For a filter to do anything meaningful, the configuration needs to include sources. In this case, the tail source plugin is used multiple times to capture any logs generated in the folders /var/log/containers/*.log, /var/log/salt/minion, /var/log/ startupscript.log, /var/log/docker.log, /var/log/etcd.log, /var/log/ kubelet.log, /var/log/kube-apiserver.log, /var/log/kube-controller-manager.log, /var/log/kube-scheduler.log, /var/log/rescheduler.log, /var/log/glbc.log, /var/log/cluster-autoscaler.log, and /var/log/kubernetes/kube-apiserver-audit.log. You may have recognized these as the log files for the core Kubernetes processes. Based on this, we should see log events picked up as long as our container’s log events get written somewhere in the /var/log/containers/ folder on the Kubernetes host.
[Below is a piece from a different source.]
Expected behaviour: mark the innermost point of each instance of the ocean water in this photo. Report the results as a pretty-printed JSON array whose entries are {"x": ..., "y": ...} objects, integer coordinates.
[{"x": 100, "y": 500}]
8.5 Getting a peek at host logs

Earlier in the chapter, we peeked at what our LogGenerator container could see of the environment and established that it couldn’t see any part of the host, and therefore any logs. This is because we didn’t configure the container to mount a file system. A folder mount wasn’t necessary, as we trusted the container to capture stdout and put the content in a suitable location. However, when we demonstrated that behavior, we had control of Docker. Now Docker will be managed by Kubernetes. Additionally, we need to think about how we monitor Kubernetes itself. A review of the prebuild Fluentd resources points to the log content residing in /var/log. Minikube provides a convenient tool that allows easy access to the host environment. Once we can access the host, we can examine the environment to locate the relevant log files and understand what needs to be captured. Using a new shell (Windows or Linux), we can use the command

minikube ssh

This will provide us with a secure shell into the host environment. Let’s look at the folders we’ve seen in the current configuration using the command

ls -al /var/log/containers

The result is perhaps not as expected, given this is a folder of symbolic links to files in /var/log/pods, as shown in figure 8.10. Fortunately, everyone can see the links.
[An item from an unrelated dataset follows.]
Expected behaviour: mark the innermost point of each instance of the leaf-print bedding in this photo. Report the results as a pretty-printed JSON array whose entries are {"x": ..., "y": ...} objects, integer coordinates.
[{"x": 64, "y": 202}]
If we follow the links to /var/log/pods, we see that each link resolves to a folder that reflects instances of the pods, as shown in figure 8.11.

Examining one of the pod folders, such as log-simulator, previously deployed into the default namespace (hence the default_ prefix), we see a folder with incrementing log file numbers and another layer of symbolic links, shown in figure 8.12.

Following the link into /var/lib/docker/containers yields a new challenge—the privileges are greatly restricted, and we need to use a sudo command to list the folder’s contents, as shown in figure 8.13.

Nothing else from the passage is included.